En zo komen we ook bij wat sommige als het grootste manco van de Z400 benoemen: de diverse olielekken. Met kwade wil zou je dit "slecht ontwerp", of "matige productiekwaliteit" kunnen noemen, maar dan mis je uiteraard het hele punt van de Z400. Want wanneer je als motorfietsfabrikant een eresaluut wil maken naar hét archetype motorfiets van hét motorland van de vorige drie decennia ‘40, ‘50 & ‘60 - de Staande Twin uit Groot-Britannië - dan kan en mag je dé eigenschap die deze Britse Staande Twin tot Britse Staande Twin maakt toch niet negeren? Een Triumph Speed Twin, een BSA Golden Flash of een Norton Dominator die geen olie lekt, die is
of leeg,
of een schaalmodel (kwatongen beweren dat zelfs de schaalmodellen lekken). Na vele en hoogoplopende discussies tussen het toenmalige Kawasaki engineering- en marketingteam, is er uiteindelijk beslist om de lekkages mee over te nemen en subtiel in het Z400 blokje te engineeren. En dat is waarom de olielekken van de Z400 niet moeten worden afgedaan als ontwerpfouten, maar net als toppunt van gedurfde productontwikkeling moeten worden gefêteerd - waarbij technische verfijning, respect voor traditie
en een authentieke beleving voor de rijder hand in hand gaan!
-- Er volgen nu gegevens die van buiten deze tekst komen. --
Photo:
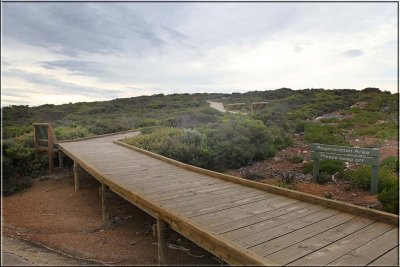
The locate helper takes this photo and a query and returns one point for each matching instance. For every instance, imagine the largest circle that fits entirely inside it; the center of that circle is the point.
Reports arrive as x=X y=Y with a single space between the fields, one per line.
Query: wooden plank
x=228 y=251
x=391 y=258
x=325 y=248
x=346 y=207
x=339 y=248
x=162 y=188
x=200 y=191
x=370 y=251
x=226 y=205
x=197 y=200
x=267 y=224
x=283 y=229
x=244 y=211
x=337 y=226
x=237 y=224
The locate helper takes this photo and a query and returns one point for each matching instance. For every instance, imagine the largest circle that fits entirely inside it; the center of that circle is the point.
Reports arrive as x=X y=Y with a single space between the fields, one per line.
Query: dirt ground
x=271 y=169
x=52 y=214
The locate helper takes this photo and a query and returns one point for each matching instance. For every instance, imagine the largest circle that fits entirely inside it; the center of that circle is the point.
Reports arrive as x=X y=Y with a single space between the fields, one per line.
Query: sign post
x=368 y=156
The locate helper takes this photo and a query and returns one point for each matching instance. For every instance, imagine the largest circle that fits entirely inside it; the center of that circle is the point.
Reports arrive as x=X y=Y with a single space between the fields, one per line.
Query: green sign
x=345 y=150
x=369 y=156
x=346 y=158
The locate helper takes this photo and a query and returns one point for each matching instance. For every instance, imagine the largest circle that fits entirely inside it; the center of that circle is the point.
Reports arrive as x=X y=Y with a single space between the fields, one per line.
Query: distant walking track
x=240 y=221
x=217 y=105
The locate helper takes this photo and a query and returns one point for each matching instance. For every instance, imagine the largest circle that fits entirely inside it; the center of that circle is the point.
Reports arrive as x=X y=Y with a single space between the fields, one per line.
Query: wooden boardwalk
x=240 y=221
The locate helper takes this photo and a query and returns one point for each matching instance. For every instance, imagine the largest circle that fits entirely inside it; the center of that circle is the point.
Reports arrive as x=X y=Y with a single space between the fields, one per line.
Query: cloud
x=78 y=67
x=59 y=87
x=75 y=28
x=88 y=48
x=352 y=53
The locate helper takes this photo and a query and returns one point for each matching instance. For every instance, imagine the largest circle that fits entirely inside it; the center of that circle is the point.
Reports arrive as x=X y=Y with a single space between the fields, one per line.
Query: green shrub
x=388 y=185
x=328 y=166
x=324 y=134
x=360 y=177
x=324 y=177
x=389 y=198
x=71 y=132
x=392 y=163
x=18 y=166
x=185 y=145
x=233 y=143
x=296 y=159
x=299 y=126
x=237 y=142
x=252 y=175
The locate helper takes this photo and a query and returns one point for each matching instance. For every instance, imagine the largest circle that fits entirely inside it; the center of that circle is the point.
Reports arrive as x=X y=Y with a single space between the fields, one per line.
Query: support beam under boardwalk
x=105 y=196
x=163 y=231
x=77 y=174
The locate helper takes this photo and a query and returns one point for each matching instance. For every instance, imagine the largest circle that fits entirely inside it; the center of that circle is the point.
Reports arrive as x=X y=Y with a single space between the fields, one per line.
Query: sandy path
x=17 y=252
x=217 y=105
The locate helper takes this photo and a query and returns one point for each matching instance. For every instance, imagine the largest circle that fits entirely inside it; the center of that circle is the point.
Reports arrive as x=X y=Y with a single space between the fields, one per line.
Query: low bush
x=296 y=159
x=388 y=187
x=325 y=134
x=18 y=167
x=233 y=143
x=389 y=198
x=392 y=163
x=252 y=175
x=71 y=132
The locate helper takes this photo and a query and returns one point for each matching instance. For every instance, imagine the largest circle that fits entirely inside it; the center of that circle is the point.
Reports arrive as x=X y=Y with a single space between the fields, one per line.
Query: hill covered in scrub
x=184 y=127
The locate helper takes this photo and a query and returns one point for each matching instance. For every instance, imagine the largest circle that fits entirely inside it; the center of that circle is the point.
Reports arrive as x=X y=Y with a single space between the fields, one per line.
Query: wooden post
x=162 y=237
x=315 y=169
x=50 y=152
x=36 y=142
x=105 y=195
x=374 y=179
x=76 y=175
x=61 y=159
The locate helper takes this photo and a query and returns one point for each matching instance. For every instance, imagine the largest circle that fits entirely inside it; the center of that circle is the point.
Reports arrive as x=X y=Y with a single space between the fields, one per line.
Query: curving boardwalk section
x=236 y=221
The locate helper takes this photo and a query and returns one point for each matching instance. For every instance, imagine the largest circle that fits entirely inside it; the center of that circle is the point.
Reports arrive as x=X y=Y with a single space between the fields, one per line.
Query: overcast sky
x=71 y=52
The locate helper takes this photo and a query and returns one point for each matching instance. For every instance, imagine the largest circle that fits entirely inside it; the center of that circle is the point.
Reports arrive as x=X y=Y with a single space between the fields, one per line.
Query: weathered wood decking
x=239 y=221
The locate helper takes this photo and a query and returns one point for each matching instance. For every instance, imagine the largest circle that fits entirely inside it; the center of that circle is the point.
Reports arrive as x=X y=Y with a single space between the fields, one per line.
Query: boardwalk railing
x=240 y=221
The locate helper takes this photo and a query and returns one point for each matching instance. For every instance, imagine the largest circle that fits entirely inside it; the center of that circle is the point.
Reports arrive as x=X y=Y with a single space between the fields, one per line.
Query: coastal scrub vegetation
x=184 y=127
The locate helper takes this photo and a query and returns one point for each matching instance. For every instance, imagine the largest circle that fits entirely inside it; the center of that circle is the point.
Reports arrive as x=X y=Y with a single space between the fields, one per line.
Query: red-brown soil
x=273 y=168
x=52 y=214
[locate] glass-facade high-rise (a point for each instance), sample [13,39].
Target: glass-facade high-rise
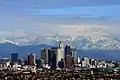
[14,57]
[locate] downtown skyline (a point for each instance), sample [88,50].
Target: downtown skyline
[50,18]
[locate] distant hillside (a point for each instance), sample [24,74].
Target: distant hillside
[7,48]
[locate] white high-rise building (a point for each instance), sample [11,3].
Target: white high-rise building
[85,62]
[59,52]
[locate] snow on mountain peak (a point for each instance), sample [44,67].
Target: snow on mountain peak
[80,42]
[4,40]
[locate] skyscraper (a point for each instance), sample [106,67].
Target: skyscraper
[85,62]
[67,50]
[14,57]
[73,55]
[31,60]
[68,61]
[44,55]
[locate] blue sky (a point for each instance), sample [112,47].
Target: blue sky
[20,18]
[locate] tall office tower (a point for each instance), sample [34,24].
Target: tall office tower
[67,50]
[31,60]
[53,61]
[40,63]
[59,53]
[14,58]
[61,49]
[85,62]
[68,61]
[44,55]
[73,54]
[93,62]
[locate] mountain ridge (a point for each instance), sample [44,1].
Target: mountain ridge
[80,42]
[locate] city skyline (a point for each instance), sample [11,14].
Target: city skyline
[81,18]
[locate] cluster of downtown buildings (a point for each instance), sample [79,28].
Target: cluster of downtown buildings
[55,57]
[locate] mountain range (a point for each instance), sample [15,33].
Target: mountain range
[80,42]
[97,47]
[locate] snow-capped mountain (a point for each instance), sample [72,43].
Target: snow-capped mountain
[4,40]
[81,42]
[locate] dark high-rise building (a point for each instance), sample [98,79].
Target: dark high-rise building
[44,55]
[40,63]
[31,60]
[61,64]
[73,55]
[14,57]
[68,61]
[67,50]
[53,59]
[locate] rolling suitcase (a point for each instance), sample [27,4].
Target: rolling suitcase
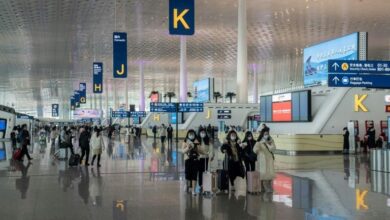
[74,160]
[254,185]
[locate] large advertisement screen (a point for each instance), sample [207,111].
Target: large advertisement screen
[203,90]
[286,107]
[315,58]
[86,113]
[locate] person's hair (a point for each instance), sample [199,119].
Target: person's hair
[247,134]
[188,132]
[206,139]
[230,133]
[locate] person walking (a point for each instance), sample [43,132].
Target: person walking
[84,140]
[97,144]
[25,141]
[265,155]
[170,134]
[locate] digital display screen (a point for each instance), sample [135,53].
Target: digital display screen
[86,113]
[315,58]
[3,124]
[286,107]
[203,90]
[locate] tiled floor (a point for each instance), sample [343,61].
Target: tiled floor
[140,180]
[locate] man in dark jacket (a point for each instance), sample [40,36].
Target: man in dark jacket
[84,139]
[25,141]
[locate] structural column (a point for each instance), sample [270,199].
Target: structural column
[141,87]
[183,69]
[255,84]
[242,54]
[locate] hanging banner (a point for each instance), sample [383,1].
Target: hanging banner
[72,103]
[77,98]
[120,54]
[83,93]
[181,17]
[54,110]
[97,77]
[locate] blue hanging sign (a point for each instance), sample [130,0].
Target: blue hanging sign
[83,93]
[97,77]
[181,17]
[120,54]
[54,110]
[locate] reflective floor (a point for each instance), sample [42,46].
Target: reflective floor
[141,179]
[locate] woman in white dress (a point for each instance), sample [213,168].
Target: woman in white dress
[264,149]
Het moge dus duidelijk zijn dat enig minpunt van de Z400 enkel bestaat in de hoofden van hen die de Z400 niet begrepen hebben, en dat het de perfecte brommer is voor zowel korte, stedelijke verplaatsingen als voor lange zondagse tochten over veldbaantjes en achterafweggetjes (picknickmandje, dekentje en vrouwtje achterop) én tegelijk een rijdende ode is aan de Briljante Britse Motor Industrie - waar we allemaal zoveel aan te danken hebben.
Laat me besluiten dan ook met:
Leve de Z400, Hoera! Hoera! Hoera!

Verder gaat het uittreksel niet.